Thursday 2 April 2009

the book next door

One reason the University Library in Cambridge kicks the ass of the British Library and, from everything I hear though I've never been there, Bodleian, is that you get to roam through the bookstacks in manner of a hungry gazelle in a forest of plums. Sending for things from catalogues is all very well, but it's a strategy that will only ever find you the things that you're looking for. When I was doing my PhD, I found inordinate numbers of useful things by going to where the books I knew I wanted were and scrabbling around in the neighbouring shelves. Some people say I wasted a lot of time also, but where are those people now? I don't know.

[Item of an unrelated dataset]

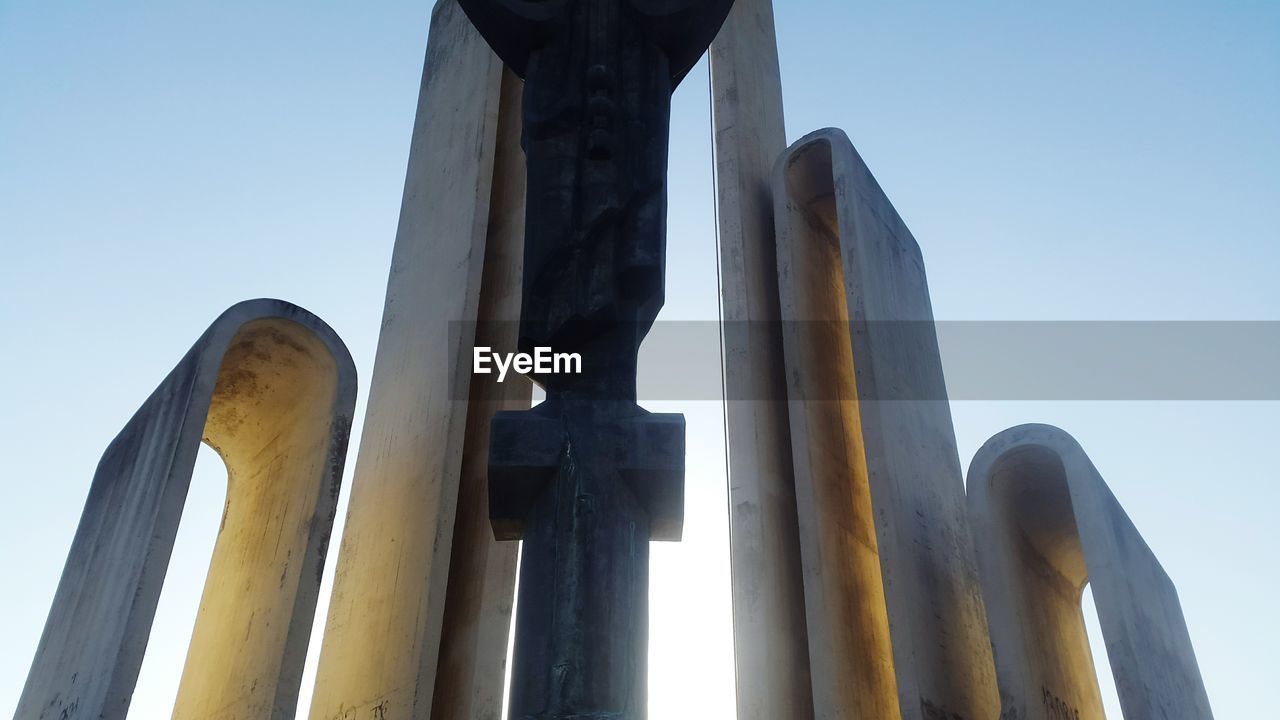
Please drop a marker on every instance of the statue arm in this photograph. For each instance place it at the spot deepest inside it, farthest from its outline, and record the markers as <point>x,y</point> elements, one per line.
<point>513,28</point>
<point>682,28</point>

All of which I say because I sent for a book in British Library yesterday, and the book-picker in Boston Spa sent me the book next to it on the shelf, viz. The Magnolia Lady, by Constance Smedley (1932):
A lighthearted and exciting story of the strange happenings which befall a party of English people who are staying at a beautiful Italian villa. Into the romantic setting comes a mysterious young man, a modern Shelley, with Shelley's irritating idealism about, and indifference to, his feminine friends.
Completely destitute, he becomes private secretary to the Magnolia Lady. He is soon involved, with the rest of the party, in the plots of international crooks, the operations of a Fascist Secret Society, and a ghost story connected with the pirates who once roamed the Mediterranean.
His love affairs are not the least exciting of his adventures.
The Magnolia Lady, with her fine sense of values, her generosity and surprising impulses, the provocative and shame-free Andre, and Elisabeth, indolent and witty, are most agreeable company.
The villa, the gardens and the bay of Perigi are as vivid as they are enchanting.

2 comments:

John Finnemore said...

An eager public demands to know: if not his love affairs, then which are the least exciting of his adventures?

Robert Hudson said...

Well, I have the book still, and I will be in the library tomorrow between late morning and early afternoon. If you find me there then, I may tell you and I may not.